8th September 2010
For the estimated 4.3 million who have overpaid income tax and will receive an automatic refund, it's good news. For the 1.4 million who HM Revenue & Customs calculates as having under-paid its not so great.
You can check you're paying the right amount using HMRC's tax code checker
The checker was originally developed for students but while you don't have to be a student to use it, it does have its limitations. For instance, it won't work if you earn more than £100,000. You also need to get the basic personal allowance of £6,475 (2010-11 tax year) to use it and you need to be under 65, not eligible for the married person's allowance and not earn income from dividends.

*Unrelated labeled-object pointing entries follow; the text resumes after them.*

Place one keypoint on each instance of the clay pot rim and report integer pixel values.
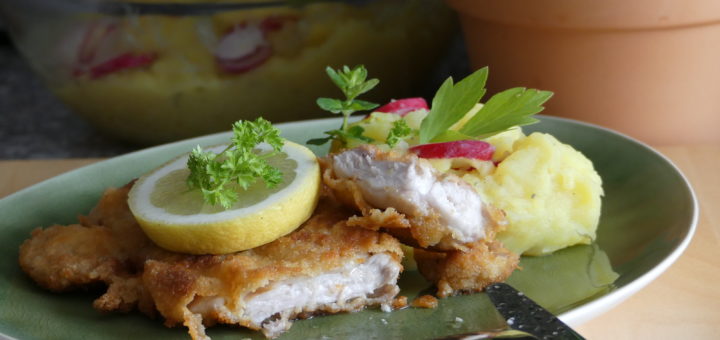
(592, 14)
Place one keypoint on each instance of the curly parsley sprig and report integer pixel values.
(240, 163)
(352, 82)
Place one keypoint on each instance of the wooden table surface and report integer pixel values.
(684, 303)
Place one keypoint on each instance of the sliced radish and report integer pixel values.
(122, 62)
(248, 62)
(242, 49)
(403, 106)
(474, 149)
(99, 43)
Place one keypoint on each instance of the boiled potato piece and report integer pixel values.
(550, 193)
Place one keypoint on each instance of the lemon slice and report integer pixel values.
(178, 219)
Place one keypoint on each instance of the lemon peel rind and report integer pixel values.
(220, 233)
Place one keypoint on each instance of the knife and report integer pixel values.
(523, 314)
(526, 320)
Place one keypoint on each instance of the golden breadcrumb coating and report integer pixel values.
(424, 230)
(454, 272)
(109, 247)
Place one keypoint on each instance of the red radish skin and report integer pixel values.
(474, 149)
(250, 61)
(122, 62)
(404, 106)
(255, 36)
(99, 38)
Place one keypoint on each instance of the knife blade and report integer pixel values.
(523, 314)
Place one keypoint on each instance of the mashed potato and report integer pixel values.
(550, 193)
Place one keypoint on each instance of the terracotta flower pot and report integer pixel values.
(648, 68)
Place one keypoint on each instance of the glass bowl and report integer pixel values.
(157, 71)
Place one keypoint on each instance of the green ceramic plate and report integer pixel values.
(649, 216)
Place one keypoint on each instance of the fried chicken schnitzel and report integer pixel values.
(437, 210)
(323, 267)
(452, 229)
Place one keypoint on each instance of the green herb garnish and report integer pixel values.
(513, 107)
(240, 163)
(352, 82)
(399, 131)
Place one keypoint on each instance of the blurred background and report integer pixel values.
(99, 81)
(97, 78)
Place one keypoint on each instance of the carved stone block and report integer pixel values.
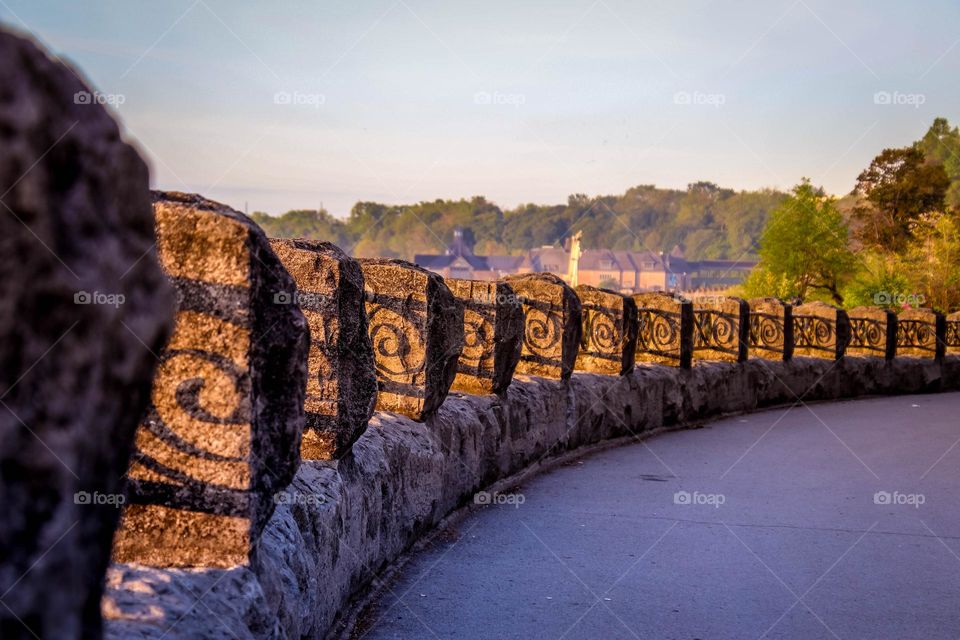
(721, 329)
(493, 335)
(820, 330)
(552, 328)
(665, 329)
(609, 341)
(873, 332)
(341, 383)
(921, 333)
(771, 329)
(416, 326)
(222, 434)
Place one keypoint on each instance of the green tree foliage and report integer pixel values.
(897, 189)
(804, 249)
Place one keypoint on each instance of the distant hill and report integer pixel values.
(710, 222)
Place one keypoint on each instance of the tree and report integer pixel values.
(898, 187)
(803, 249)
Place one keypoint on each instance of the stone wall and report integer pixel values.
(340, 525)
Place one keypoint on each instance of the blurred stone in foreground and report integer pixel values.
(552, 325)
(222, 435)
(416, 326)
(341, 383)
(493, 335)
(83, 303)
(609, 341)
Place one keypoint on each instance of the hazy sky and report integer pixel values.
(290, 104)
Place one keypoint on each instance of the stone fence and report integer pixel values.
(252, 429)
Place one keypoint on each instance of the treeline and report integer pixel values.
(707, 220)
(894, 242)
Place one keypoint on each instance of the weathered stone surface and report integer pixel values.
(771, 329)
(921, 333)
(873, 332)
(953, 332)
(341, 383)
(552, 325)
(666, 329)
(83, 303)
(820, 330)
(340, 526)
(493, 335)
(721, 328)
(610, 326)
(222, 434)
(416, 325)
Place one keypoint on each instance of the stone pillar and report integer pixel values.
(820, 330)
(666, 329)
(416, 326)
(771, 329)
(222, 434)
(721, 328)
(552, 329)
(341, 383)
(921, 333)
(873, 332)
(82, 305)
(953, 333)
(609, 342)
(493, 335)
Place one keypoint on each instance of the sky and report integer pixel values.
(270, 106)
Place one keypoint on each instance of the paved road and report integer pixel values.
(765, 525)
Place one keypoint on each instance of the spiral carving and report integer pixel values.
(602, 334)
(715, 330)
(659, 332)
(543, 331)
(766, 332)
(398, 344)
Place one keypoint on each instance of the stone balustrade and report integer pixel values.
(771, 329)
(921, 333)
(279, 352)
(609, 341)
(721, 329)
(665, 333)
(820, 330)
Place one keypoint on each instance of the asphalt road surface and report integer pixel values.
(837, 520)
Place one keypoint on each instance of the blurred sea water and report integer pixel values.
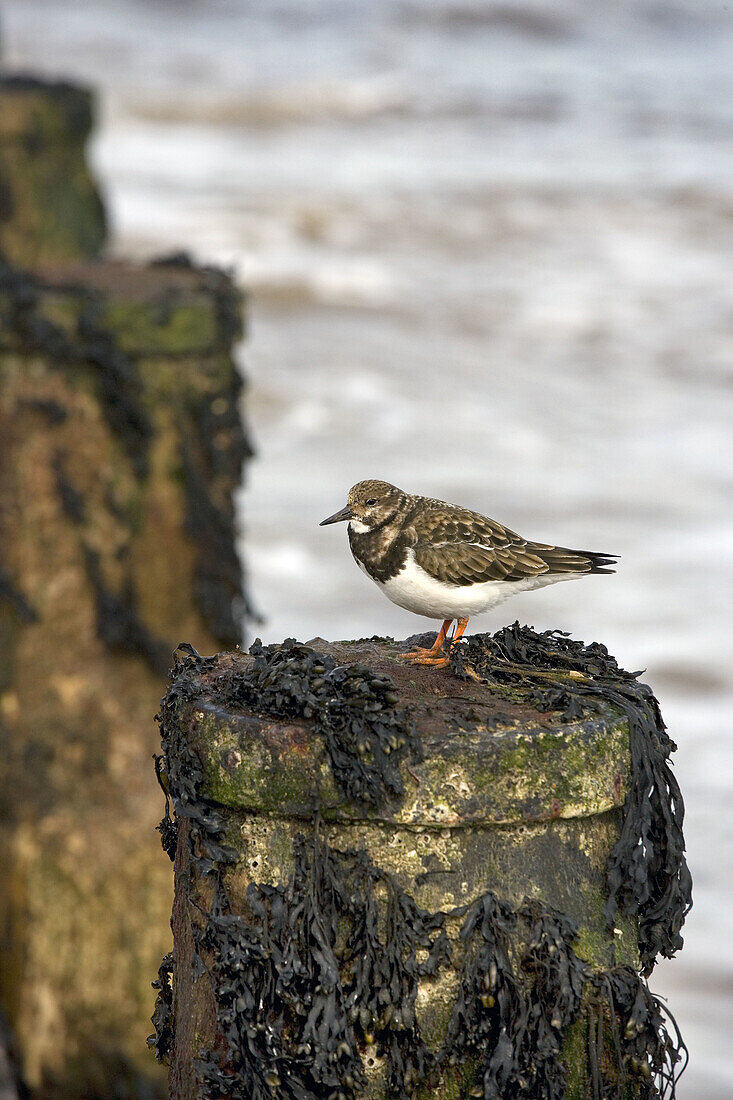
(489, 253)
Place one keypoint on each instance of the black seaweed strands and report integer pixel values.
(353, 710)
(648, 877)
(298, 992)
(632, 1031)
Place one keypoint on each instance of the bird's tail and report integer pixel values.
(564, 560)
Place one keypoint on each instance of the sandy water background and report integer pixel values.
(489, 253)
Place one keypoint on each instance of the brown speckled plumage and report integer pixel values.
(451, 543)
(447, 562)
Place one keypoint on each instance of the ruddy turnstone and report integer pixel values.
(448, 562)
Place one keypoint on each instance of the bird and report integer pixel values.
(448, 562)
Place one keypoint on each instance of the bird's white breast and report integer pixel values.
(416, 591)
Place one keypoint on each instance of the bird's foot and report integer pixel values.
(422, 656)
(426, 658)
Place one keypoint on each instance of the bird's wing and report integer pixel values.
(467, 548)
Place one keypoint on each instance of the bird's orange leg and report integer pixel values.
(426, 657)
(420, 655)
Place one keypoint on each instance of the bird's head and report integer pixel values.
(368, 504)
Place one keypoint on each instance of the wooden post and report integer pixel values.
(121, 449)
(50, 207)
(392, 881)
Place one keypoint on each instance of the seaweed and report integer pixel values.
(515, 1018)
(353, 710)
(647, 873)
(54, 411)
(161, 1041)
(118, 623)
(90, 347)
(647, 1051)
(72, 501)
(11, 594)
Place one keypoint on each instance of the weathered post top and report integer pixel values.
(50, 208)
(397, 881)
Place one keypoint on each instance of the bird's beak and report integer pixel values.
(345, 513)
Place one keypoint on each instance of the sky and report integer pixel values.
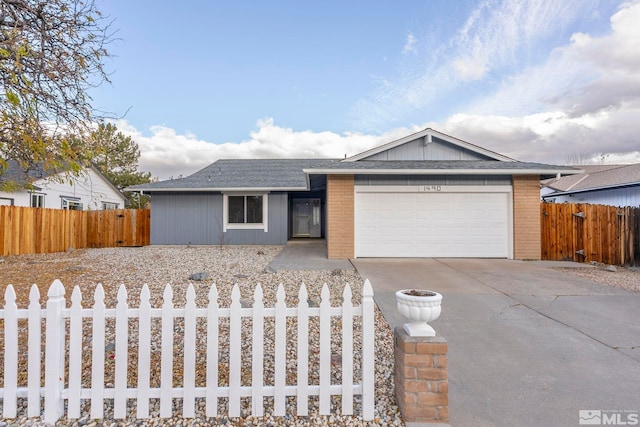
(551, 81)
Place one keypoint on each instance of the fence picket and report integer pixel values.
(303, 352)
(347, 351)
(189, 368)
(144, 353)
(166, 364)
(97, 354)
(9, 407)
(257, 355)
(121, 355)
(54, 351)
(35, 353)
(325, 351)
(235, 352)
(368, 351)
(280, 376)
(75, 354)
(212, 353)
(56, 314)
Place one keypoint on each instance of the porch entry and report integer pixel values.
(306, 217)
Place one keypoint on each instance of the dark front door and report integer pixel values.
(307, 220)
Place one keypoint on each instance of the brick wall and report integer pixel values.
(526, 217)
(340, 216)
(421, 378)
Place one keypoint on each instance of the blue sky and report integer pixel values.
(535, 80)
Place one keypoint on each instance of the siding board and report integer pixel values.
(196, 219)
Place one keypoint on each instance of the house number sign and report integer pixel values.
(432, 188)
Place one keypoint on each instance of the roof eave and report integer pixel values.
(357, 171)
(587, 190)
(428, 131)
(217, 189)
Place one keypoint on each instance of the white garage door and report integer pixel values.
(432, 224)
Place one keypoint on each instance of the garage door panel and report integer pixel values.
(432, 224)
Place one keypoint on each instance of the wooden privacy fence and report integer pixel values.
(583, 233)
(137, 345)
(37, 230)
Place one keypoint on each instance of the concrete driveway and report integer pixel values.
(528, 345)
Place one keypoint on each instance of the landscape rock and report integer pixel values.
(199, 277)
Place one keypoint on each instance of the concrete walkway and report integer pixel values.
(307, 254)
(528, 345)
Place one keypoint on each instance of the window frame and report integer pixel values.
(39, 196)
(107, 206)
(226, 225)
(67, 202)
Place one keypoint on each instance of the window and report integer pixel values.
(109, 205)
(71, 204)
(247, 211)
(37, 200)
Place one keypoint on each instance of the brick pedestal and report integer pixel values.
(421, 378)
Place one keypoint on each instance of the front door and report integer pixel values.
(307, 218)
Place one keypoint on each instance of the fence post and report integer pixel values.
(54, 350)
(368, 352)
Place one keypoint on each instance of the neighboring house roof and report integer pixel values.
(23, 178)
(596, 178)
(293, 174)
(28, 179)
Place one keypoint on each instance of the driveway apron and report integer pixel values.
(528, 345)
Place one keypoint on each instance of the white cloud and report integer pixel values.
(167, 154)
(497, 37)
(584, 99)
(410, 44)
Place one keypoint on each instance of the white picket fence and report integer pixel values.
(64, 327)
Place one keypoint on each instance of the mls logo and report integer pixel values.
(590, 417)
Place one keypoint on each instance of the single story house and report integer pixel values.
(89, 190)
(614, 185)
(425, 195)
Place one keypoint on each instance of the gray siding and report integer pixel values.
(420, 150)
(432, 180)
(196, 219)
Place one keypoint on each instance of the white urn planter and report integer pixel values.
(421, 307)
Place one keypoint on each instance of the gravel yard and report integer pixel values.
(619, 277)
(158, 266)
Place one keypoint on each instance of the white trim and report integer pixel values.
(259, 190)
(361, 171)
(430, 132)
(430, 189)
(264, 225)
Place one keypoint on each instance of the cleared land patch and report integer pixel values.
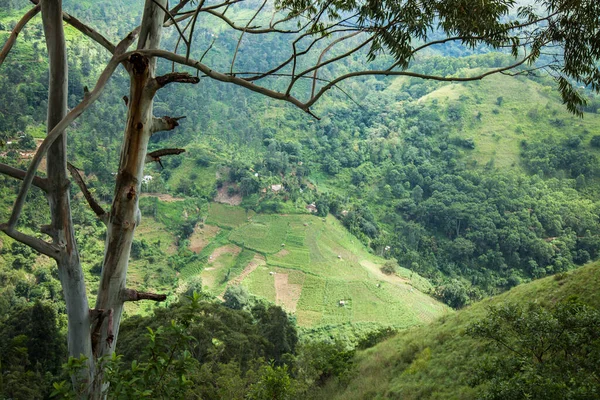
(286, 294)
(227, 216)
(202, 236)
(220, 261)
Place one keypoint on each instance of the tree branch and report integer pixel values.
(16, 173)
(15, 32)
(97, 317)
(45, 248)
(223, 77)
(89, 32)
(179, 77)
(237, 47)
(413, 75)
(98, 210)
(165, 123)
(65, 122)
(155, 156)
(133, 295)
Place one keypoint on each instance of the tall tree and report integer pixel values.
(385, 35)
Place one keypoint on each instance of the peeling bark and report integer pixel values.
(125, 215)
(61, 228)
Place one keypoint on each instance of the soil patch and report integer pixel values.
(202, 236)
(224, 197)
(257, 261)
(229, 249)
(283, 253)
(167, 198)
(375, 269)
(286, 294)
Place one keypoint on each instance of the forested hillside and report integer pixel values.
(303, 238)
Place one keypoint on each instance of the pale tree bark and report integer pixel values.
(124, 214)
(61, 229)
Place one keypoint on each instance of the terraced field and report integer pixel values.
(310, 266)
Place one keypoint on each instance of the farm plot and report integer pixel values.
(202, 236)
(338, 303)
(261, 283)
(265, 234)
(227, 216)
(218, 267)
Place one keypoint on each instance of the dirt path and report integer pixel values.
(257, 261)
(223, 197)
(286, 294)
(167, 198)
(202, 237)
(375, 270)
(230, 248)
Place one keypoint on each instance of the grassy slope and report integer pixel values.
(433, 362)
(526, 111)
(319, 265)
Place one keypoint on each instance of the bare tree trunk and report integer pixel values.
(125, 214)
(61, 228)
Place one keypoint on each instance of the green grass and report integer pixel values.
(265, 234)
(526, 112)
(436, 361)
(226, 216)
(323, 263)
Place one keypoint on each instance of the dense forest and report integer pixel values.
(400, 162)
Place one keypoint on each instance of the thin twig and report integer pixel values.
(237, 47)
(16, 173)
(49, 249)
(15, 32)
(98, 210)
(89, 32)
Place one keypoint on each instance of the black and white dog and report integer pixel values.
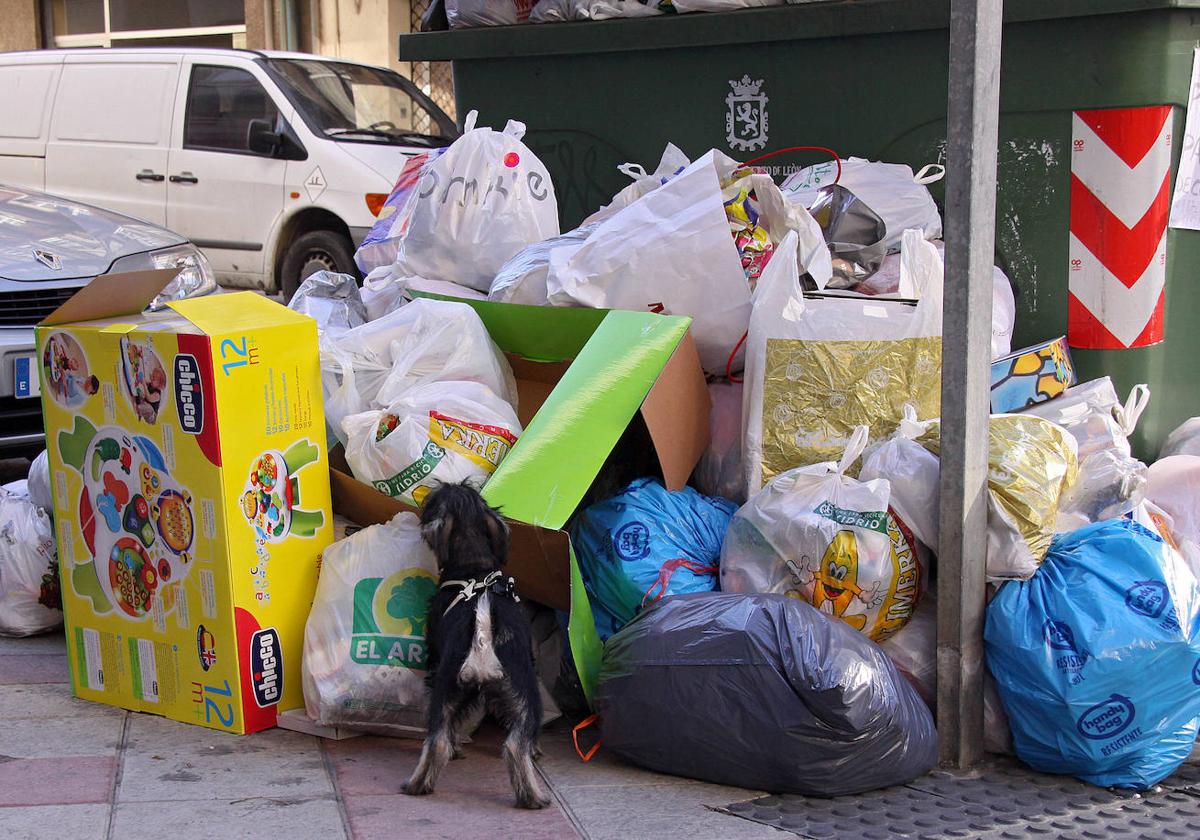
(478, 641)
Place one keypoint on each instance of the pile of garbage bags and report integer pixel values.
(797, 574)
(30, 595)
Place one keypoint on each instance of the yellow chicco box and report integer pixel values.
(191, 497)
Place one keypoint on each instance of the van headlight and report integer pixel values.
(193, 280)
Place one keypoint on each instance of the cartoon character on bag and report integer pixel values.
(834, 581)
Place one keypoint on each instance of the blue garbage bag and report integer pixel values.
(647, 543)
(1097, 657)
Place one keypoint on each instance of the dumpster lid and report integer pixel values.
(751, 25)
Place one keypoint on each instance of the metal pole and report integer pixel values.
(972, 118)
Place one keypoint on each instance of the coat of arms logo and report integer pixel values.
(745, 121)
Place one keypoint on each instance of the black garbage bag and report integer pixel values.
(760, 691)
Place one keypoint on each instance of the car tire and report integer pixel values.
(315, 251)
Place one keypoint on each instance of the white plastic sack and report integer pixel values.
(672, 162)
(892, 190)
(913, 473)
(1003, 304)
(1174, 486)
(816, 534)
(671, 251)
(364, 645)
(550, 11)
(522, 280)
(719, 471)
(1183, 441)
(30, 600)
(819, 366)
(421, 342)
(1095, 415)
(40, 483)
(475, 207)
(437, 432)
(465, 13)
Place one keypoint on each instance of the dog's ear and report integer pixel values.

If you want to have a specific question answer about your personal tax code or the amount you pay, contact your local tax office. You can find yours on the HMRC site .
Paying tax is painful enough, so suddenly finding out you owe the taxman even more, because of an error on their part is even worse. But don't panic, because even if you are one of the 1.4 million who have under-paid, you might have a fighting chance of escaping repayment.
Thisismoney says there's a loophole . It says that on page 14,317 of one leading tax guide it clearly states that "a demand for under-paid tax must be abandoned by tax collectors in certain circumstances. Like if they fail 'to make proper and timely use of information supplied by a taxpayer about his or her own income, gains or personal circumstances'".
And "a tax demand will 'normally' be written off if the taxpayer 'could reasonably have believed that his or her tax affairs were in order'".
Help is at hand to stop the taxman clawing back what he calculates should have been paid all along from the Low Income Tax Reform Group. It has put together a step-by-step guide to challenging such a demand.
And the beauty of it is that you don't have to be on a low income to follow the advice.
In a survey of 2,100 UK adults, HSBC found many taxpayers were failing to check their income tax deductions.
Its findings also show that 54% of us do not know our income tax code and 36% of us have never checked our P60.
David Wells, head of pensions, savings and investments at HSBC said it was important people knew their tax code and checked it with their P60 each tax year.
He says: "Whether you are in full or part time employment, there is always a chance you have been overpaying in which case you can reclaim the tax.
"There is equally the possibility that if you have been given the wrong tax code you could be underpaying and could be faced with a large tax bill at the end of the financial year.
"This research demonstrates the importance of being aware of all aspects of your finances and tax allowances; it is the obvious way to see if you can save money."